Type M-x shell from within Emacs and you still can.  Only now the shell
is tied to a buffer and you can use all of your happy Emacs commands on
what you type and the output you get.

> But again, did I expect too much out of emacs?  So far I find it to be
> about as good as BBEdit . It's a text editor but no more.  I expected
> emacs to be the one program that ruled them all.

When anyone first starts using Emacs it has very little utility over
what you'd expect from Notepad or any other bare-bones text editor.
Once you start using it and learning the basic commands (moving around,
manipulating the kill ring, dancing with buffers, etc.) it graduates to
the level of something like BBEdit, or the editor in your favorite IDE.

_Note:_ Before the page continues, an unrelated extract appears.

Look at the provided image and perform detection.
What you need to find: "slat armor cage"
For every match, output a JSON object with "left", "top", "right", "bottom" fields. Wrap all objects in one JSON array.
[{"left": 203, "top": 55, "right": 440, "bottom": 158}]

But then you start looking at the different packages that come with it
and see that now you can browse your directories and still use things
like search-forward to jump right to a file in a long list.  Or that
org-mode lets you take notes and keep track of tasks in a way that
really helps.

And if you pick up a little Lisp along the way, you might find yourself
adding a new binding or creating an entirely new command while you're
working and not have to leave Emacs in order to use it.

It's not for everyone, takes a while to experience the big pay off and a
longer while for people to say "How did I ever live without it?"  You
just have to decide if it's worth spending that much time on.